Civil unions were actually not created until 2000, when Vermont became the first state to implement the practice. Civil unions were a sort of work-around while same-sex marriage was still illegal, effectively granting same-sex couples the same rights and responsibilities of marriage at a state level, but not offering any federal protection. Domestic partnerships registries exist in some states, but can widely vary. This sort of partnership, available to non-married couples who share a domestic life, grant some rights (hospital visitation, survivorship, etc.) but fewer than a civil union, and certainly much fewer than marriage.
Marriage-enabled rights and benefits include a federally/state-to-state recognized partnership, tax break eligibility for joint-filed returns, sponsoring or co-sponsoring a non-American partner, and much more. In fact, in 1997 the General Accounting Office released a list of 1,049 benefits/protections that were available to heterosexual married couples. Civil unions, of course, only cover a fraction of these.

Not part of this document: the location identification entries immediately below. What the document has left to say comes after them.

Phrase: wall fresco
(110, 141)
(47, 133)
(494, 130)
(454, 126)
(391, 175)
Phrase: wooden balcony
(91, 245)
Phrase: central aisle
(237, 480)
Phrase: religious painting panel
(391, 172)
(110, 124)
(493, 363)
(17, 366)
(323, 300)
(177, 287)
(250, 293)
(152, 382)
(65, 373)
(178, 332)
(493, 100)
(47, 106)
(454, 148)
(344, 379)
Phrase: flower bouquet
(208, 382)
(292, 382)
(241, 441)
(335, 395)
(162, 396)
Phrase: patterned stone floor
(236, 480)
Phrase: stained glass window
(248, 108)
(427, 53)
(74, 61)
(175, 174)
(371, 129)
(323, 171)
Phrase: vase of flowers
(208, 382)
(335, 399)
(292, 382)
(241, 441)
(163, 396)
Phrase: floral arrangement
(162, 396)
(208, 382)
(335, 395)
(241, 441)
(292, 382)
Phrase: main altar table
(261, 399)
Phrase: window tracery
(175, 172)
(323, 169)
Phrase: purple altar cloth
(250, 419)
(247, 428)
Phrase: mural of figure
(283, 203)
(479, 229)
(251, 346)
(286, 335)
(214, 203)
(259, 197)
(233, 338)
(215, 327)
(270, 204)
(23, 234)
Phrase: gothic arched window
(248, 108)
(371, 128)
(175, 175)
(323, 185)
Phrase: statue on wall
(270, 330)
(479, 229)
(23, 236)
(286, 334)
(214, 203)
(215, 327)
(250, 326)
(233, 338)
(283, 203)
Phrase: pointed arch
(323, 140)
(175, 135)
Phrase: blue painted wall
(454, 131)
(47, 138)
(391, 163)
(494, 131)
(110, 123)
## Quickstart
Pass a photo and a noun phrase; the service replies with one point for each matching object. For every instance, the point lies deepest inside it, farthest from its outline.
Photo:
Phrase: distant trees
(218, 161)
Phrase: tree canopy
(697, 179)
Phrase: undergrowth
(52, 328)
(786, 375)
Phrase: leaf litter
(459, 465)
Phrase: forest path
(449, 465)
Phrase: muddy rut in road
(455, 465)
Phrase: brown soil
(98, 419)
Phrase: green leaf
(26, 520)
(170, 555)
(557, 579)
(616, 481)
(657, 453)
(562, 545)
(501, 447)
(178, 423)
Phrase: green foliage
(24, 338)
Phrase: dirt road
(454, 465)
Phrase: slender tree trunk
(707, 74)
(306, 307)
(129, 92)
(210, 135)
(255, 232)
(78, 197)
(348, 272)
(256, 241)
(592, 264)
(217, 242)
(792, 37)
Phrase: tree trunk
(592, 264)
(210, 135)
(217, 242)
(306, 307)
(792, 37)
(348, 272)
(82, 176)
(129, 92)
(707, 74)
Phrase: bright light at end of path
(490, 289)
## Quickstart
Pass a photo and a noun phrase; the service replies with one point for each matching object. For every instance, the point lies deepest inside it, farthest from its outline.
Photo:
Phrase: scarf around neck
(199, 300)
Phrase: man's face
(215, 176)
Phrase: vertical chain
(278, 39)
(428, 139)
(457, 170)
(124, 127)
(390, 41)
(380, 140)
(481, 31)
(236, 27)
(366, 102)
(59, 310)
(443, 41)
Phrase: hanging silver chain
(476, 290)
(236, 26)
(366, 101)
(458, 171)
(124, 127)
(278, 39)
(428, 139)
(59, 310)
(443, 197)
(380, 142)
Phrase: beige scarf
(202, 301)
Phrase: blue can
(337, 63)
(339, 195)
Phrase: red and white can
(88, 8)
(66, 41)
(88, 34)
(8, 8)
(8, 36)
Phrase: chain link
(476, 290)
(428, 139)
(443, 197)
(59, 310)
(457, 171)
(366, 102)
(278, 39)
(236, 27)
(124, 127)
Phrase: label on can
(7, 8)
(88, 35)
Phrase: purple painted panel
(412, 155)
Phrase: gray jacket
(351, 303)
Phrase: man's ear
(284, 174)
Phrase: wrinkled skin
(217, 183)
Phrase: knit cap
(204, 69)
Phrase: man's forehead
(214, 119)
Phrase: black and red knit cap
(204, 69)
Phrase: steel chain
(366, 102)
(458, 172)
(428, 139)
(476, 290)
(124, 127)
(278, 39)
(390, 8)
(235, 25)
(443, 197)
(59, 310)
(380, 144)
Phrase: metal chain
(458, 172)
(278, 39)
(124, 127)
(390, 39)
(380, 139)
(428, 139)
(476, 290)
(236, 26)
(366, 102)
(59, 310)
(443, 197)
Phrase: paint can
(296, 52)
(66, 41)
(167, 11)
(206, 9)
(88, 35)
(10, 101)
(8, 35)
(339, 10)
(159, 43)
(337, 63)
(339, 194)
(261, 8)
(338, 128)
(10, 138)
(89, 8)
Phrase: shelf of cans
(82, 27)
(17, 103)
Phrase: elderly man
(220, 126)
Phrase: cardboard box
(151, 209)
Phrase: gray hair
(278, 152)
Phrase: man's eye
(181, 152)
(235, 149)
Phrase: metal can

When the right to marriage for LGBTQ+ couples surfaced 5 years ago, it was long overdue. The fact of the matter is, heterosexual and LGBTQ+ couples alike who have been together for a long time (whether they are in a civil union or domestic partnership), share assets, and plan on marrying can heavily benefit from obtaining a prenuptial agreement (prenup). While prenups may not sound romantic, obtaining one is not only a good financial decision, but can be extremely beneficial to starting a marriage off on the right foot. A prenup can help couples to protect their premarital assets, and establish how assets that they owned together before marriage will be divided in the case of a divorce. A general rule of thumb is that the older the engaged individual is or the longer that a couple has been together, the more beneficial a prenup can be, as there are often more assets at stake. Furthermore, it’s proven that couples who discuss money regularly have happier marriages. Even if you have been together for a significant amount of time and already make it a point to discuss money, the asset-sharing that comes with marriage creates a new level of monetary discussions and decisions to be had- and the most efficient way to lay it all on the table is with a prenup.